A Lightweight Transformer with Convolutional Attention

2020 11th International Conference on Awareness Science and Technology (iCAST) Pub Date : 2020-12-07 DOI:10.1109/iCAST51195.2020.9319489

Kungan Zeng, Incheon Paik

引用次数: 2

Abstract

Neural machine translation (NMT) goes through rapid development because of the application of various deep learning techs. Especially, how to construct a more effective structure of NMT attracts more and more attention.
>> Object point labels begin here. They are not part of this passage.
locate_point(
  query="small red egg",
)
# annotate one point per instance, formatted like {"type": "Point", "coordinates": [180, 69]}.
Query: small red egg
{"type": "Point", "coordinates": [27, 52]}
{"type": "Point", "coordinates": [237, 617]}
Transformer is a state-of-the-art architecture in NMT. It replies on the self-attention mechanism exactly instead of recurrent neural networks (RNN). The Multi-head attention is a crucial part that implements the self-attention mechanism, and it also dramatically affects the scale of the model. In this paper, we present a new Multi-head attention by combining convolution operation. In comparison with the base Transformer, our approach can reduce the number of parameters effectively. And we perform a reasoned experiment. The result shows that the performance of the new model is similar to the base model.

查看原文

微信好友朋友圈 QQ好友复制链接

本刊更多论文

具有卷积注意的轻量级变压器

由于各种深度学习技术的应用，神经机器翻译(NMT)得到了快速发展。特别是如何构建一个更有效的网络翻译结构越来越受到人们的关注。Transformer是NMT中最先进的架构。它完全依赖于自注意机制，而不是循环神经网络(RNN)。多头注意是实现自注意机制的关键部分，它对模型的尺度影响很大。本文结合卷积运算，提出了一种新的多头注意算法。与基本变压器相比，我们的方法可以有效地减少参数的数量。我们做了一个合理的实验。结果表明，新模型的性能与基本模型相近。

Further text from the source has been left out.